Nerio mâchonnait distraitement sa brioche, suivant docilement Benjamin dans les couloirs. C’était assez comique d’ailleurs, cette soudaine docilité qu’il avait. Si il faisait l’analyse de la situation, là tout de suite, il aurait éclaté d’un rire ironique. Il était en train de suivre un garçon, qu’il ne connaissait ni d’Eve ni d’Adam, ou seulement selon des rumeurs et des "on dit" qu’il avait saisit de ci de là dans les conversations de ses compères qu’il détestait, soit disant en passant, dans un château qui lui était encore presque totalement inconnu, sauf les endroits les plus importants et intéressants, et en plus, il sautait l’occasion d’un bon petit déjeuner. Ce que tu ferais pas pour … Ne vas pas au bout de ta pensée, Conscience, ou je m’énerve. Ça aurait pu être mieux, en gros. Mais, parce que oui, il y a toujours un mais, tous ces petits détails étaient balayés par la personne qui l’accompagnait. Surtout son physique en fait. Donc, tout en engloutissant son pain au lait sucré, avec un peu de classe, tout de même, l’italien jetait de fréquents coups d’œil au Serdaigle, se faisant une joie de le détailler, mais tout ceci de façon discrète. Il n’allait pas prendre le risque de passer pour une petite pucelle en chaleur, comme il en existait beaucoup de ce putain de château. Mais tu es une petite pucelle en chaleur, Nerio. J’aimerais que ces mots n’aient jamais passés la barrière de tes lèvres imaginaires, tu es au courant de ça ? Mais c’est vrai, mon cher petit ! Mais tais toi donc un peu, tu veux ! On s’en fou de ma vie sexuelle là ! Ah ouais ? Mais là, en fait, explique moi Nerio, pourquoi tu t’approches de Benjamin et tu y attaches autant d’importance à ce garçon ? C’est pas juste un manque de ce côté-là ? Non mais… Non ! Arrête de dire ça ! C’est faux ! Mais bien sûûûr ! Je te crois pas, l’italien !

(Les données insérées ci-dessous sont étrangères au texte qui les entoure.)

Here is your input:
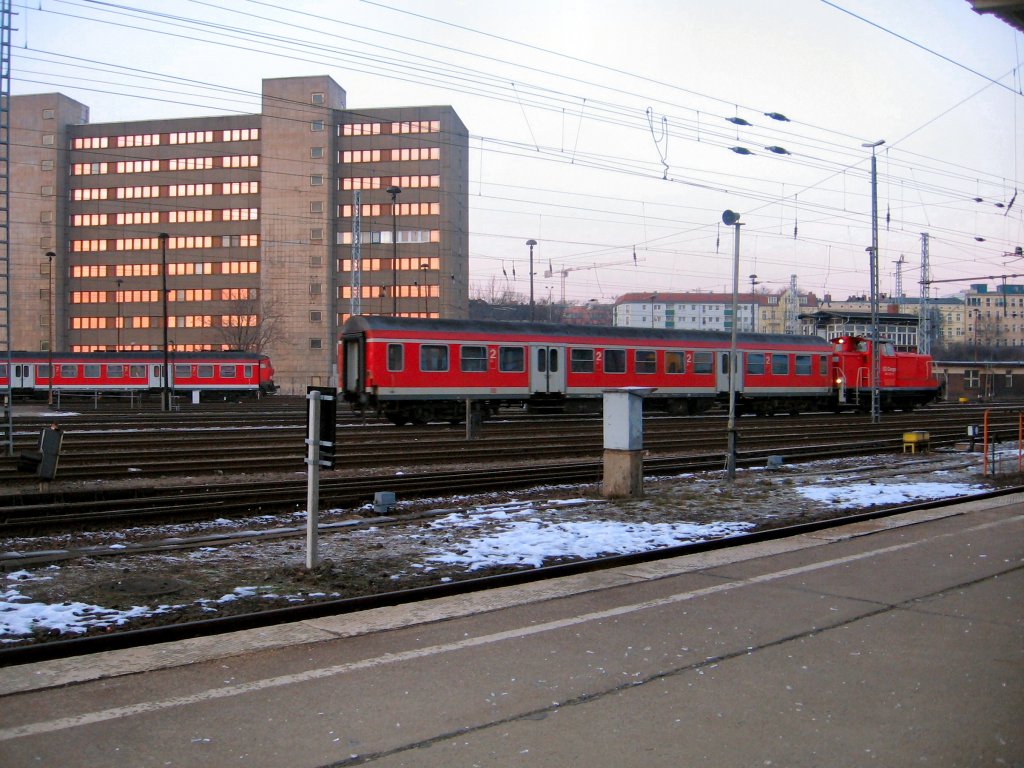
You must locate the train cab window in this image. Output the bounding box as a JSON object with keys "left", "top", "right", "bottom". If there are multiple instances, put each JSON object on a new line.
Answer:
{"left": 498, "top": 346, "right": 524, "bottom": 372}
{"left": 387, "top": 343, "right": 404, "bottom": 372}
{"left": 693, "top": 351, "right": 713, "bottom": 374}
{"left": 794, "top": 355, "right": 812, "bottom": 376}
{"left": 107, "top": 364, "right": 124, "bottom": 378}
{"left": 197, "top": 365, "right": 214, "bottom": 379}
{"left": 746, "top": 353, "right": 765, "bottom": 375}
{"left": 570, "top": 348, "right": 595, "bottom": 373}
{"left": 665, "top": 351, "right": 685, "bottom": 374}
{"left": 60, "top": 364, "right": 77, "bottom": 378}
{"left": 881, "top": 343, "right": 895, "bottom": 356}
{"left": 635, "top": 350, "right": 656, "bottom": 374}
{"left": 130, "top": 364, "right": 146, "bottom": 378}
{"left": 460, "top": 346, "right": 487, "bottom": 372}
{"left": 221, "top": 365, "right": 237, "bottom": 379}
{"left": 604, "top": 349, "right": 626, "bottom": 374}
{"left": 771, "top": 355, "right": 789, "bottom": 375}
{"left": 174, "top": 364, "right": 191, "bottom": 379}
{"left": 420, "top": 344, "right": 449, "bottom": 372}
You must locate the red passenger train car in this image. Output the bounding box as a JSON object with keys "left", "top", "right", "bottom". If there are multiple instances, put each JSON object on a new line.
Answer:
{"left": 340, "top": 317, "right": 941, "bottom": 424}
{"left": 1, "top": 350, "right": 276, "bottom": 399}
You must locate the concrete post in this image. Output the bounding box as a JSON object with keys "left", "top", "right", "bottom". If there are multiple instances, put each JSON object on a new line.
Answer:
{"left": 602, "top": 388, "right": 654, "bottom": 499}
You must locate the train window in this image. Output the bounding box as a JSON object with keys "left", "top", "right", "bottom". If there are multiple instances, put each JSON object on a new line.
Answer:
{"left": 130, "top": 365, "right": 146, "bottom": 378}
{"left": 37, "top": 364, "right": 51, "bottom": 378}
{"left": 244, "top": 365, "right": 254, "bottom": 379}
{"left": 570, "top": 348, "right": 594, "bottom": 373}
{"left": 881, "top": 343, "right": 895, "bottom": 356}
{"left": 771, "top": 355, "right": 789, "bottom": 375}
{"left": 635, "top": 350, "right": 656, "bottom": 374}
{"left": 746, "top": 353, "right": 765, "bottom": 375}
{"left": 198, "top": 365, "right": 214, "bottom": 378}
{"left": 819, "top": 356, "right": 828, "bottom": 376}
{"left": 107, "top": 364, "right": 125, "bottom": 378}
{"left": 420, "top": 344, "right": 449, "bottom": 372}
{"left": 535, "top": 348, "right": 547, "bottom": 373}
{"left": 460, "top": 346, "right": 487, "bottom": 372}
{"left": 0, "top": 364, "right": 6, "bottom": 377}
{"left": 665, "top": 351, "right": 685, "bottom": 374}
{"left": 221, "top": 365, "right": 237, "bottom": 378}
{"left": 174, "top": 364, "right": 191, "bottom": 379}
{"left": 499, "top": 346, "right": 524, "bottom": 372}
{"left": 604, "top": 349, "right": 626, "bottom": 374}
{"left": 60, "top": 364, "right": 77, "bottom": 378}
{"left": 387, "top": 343, "right": 404, "bottom": 371}
{"left": 692, "top": 351, "right": 713, "bottom": 374}
{"left": 794, "top": 355, "right": 812, "bottom": 376}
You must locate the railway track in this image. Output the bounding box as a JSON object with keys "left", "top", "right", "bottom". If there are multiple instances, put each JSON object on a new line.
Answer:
{"left": 2, "top": 404, "right": 1019, "bottom": 486}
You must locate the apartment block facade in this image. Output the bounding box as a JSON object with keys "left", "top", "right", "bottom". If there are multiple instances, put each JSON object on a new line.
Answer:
{"left": 10, "top": 75, "right": 469, "bottom": 394}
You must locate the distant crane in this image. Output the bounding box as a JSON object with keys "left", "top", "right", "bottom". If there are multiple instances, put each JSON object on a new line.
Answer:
{"left": 544, "top": 258, "right": 641, "bottom": 302}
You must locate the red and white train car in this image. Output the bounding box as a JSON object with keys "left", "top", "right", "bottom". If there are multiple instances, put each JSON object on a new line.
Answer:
{"left": 341, "top": 317, "right": 939, "bottom": 425}
{"left": 1, "top": 350, "right": 276, "bottom": 398}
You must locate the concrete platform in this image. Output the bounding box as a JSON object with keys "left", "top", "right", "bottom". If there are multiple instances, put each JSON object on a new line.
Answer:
{"left": 0, "top": 493, "right": 1021, "bottom": 767}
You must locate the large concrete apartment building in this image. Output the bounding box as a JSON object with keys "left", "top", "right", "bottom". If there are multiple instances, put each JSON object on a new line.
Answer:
{"left": 9, "top": 75, "right": 469, "bottom": 394}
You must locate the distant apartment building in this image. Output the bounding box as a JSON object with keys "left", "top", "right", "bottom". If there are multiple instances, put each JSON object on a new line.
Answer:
{"left": 614, "top": 289, "right": 818, "bottom": 334}
{"left": 9, "top": 75, "right": 469, "bottom": 394}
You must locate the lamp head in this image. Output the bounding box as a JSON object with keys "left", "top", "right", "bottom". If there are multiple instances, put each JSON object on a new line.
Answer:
{"left": 526, "top": 239, "right": 537, "bottom": 247}
{"left": 722, "top": 210, "right": 740, "bottom": 226}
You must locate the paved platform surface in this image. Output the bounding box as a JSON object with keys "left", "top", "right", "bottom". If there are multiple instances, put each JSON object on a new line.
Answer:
{"left": 1, "top": 494, "right": 1021, "bottom": 767}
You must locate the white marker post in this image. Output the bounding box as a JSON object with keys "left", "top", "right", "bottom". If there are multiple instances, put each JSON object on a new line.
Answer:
{"left": 305, "top": 389, "right": 322, "bottom": 569}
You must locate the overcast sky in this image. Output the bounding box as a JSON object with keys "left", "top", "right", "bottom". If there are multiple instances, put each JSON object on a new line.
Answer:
{"left": 12, "top": 0, "right": 1024, "bottom": 304}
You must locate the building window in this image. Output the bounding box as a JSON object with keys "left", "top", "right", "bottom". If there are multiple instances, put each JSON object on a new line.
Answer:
{"left": 310, "top": 146, "right": 324, "bottom": 159}
{"left": 40, "top": 185, "right": 54, "bottom": 196}
{"left": 309, "top": 283, "right": 323, "bottom": 295}
{"left": 310, "top": 228, "right": 324, "bottom": 241}
{"left": 310, "top": 174, "right": 324, "bottom": 186}
{"left": 310, "top": 201, "right": 324, "bottom": 214}
{"left": 42, "top": 108, "right": 55, "bottom": 120}
{"left": 40, "top": 210, "right": 53, "bottom": 223}
{"left": 311, "top": 92, "right": 325, "bottom": 105}
{"left": 41, "top": 159, "right": 54, "bottom": 171}
{"left": 309, "top": 338, "right": 323, "bottom": 350}
{"left": 311, "top": 120, "right": 325, "bottom": 132}
{"left": 42, "top": 134, "right": 55, "bottom": 146}
{"left": 309, "top": 310, "right": 322, "bottom": 323}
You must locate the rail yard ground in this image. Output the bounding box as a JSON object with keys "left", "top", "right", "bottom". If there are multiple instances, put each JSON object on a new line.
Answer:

Il passa négligemment une main dans ses cheveux, qu’il avait prit soin de laquer et de mettre en forme ce matin, histoire de ne pas se retrouver avec un nid sur la tête. Pas glamour pour un sou. Faut dire que la douche et les shampooings tous les jours ne l’aidaient pas franchement à avoir une coupe sexy à la sortie de la cabine. C’était plutôt dans le genre guerre mondiale avec bombe nucléaire ou comme si troupeau de vaches lui était passé dans les cheveux. La technique du «  je passe ma main dans mes cheveux pour faire style je suis un bad boy » était plutôt sa méthode infaillible pour savoir si il était toujours correctement coiffé en fait, et n‘avait pas pour but, à la base, de paraître ténébreux et torturé auprès de tout le monde. Oui, une fille lui avait fait cette remarque dernièrement, elle lui avait dit que tout le monde, - souvent là ce tout le monde à son goût, peut-être même trop, pouvait deviner qu‘il était ténébreux et torturé et qu‘il n‘avait pas besoin d‘accentuer ce côté-là de sa personne. Il lui avait ri au nez, sans pouvoir s’arrêter. Un espèce de rire nerveux incontrôlable.  Ténébreux et torturé… Tu es plutôt une petite licorne rose et pleine de vie, Nerio ! Elle a vu ça où, la gamine ? J’en sais rien, mais je suis pas une licorne rose. Non, c’est vrai, t’es le vilain petit canard. Oh, non, mieux ! Tu es jars ! Si j’en suis un, t’en es un aussi et je vais te tordre le cou si tu fermes pas ta gueule trente secondes d’affilées.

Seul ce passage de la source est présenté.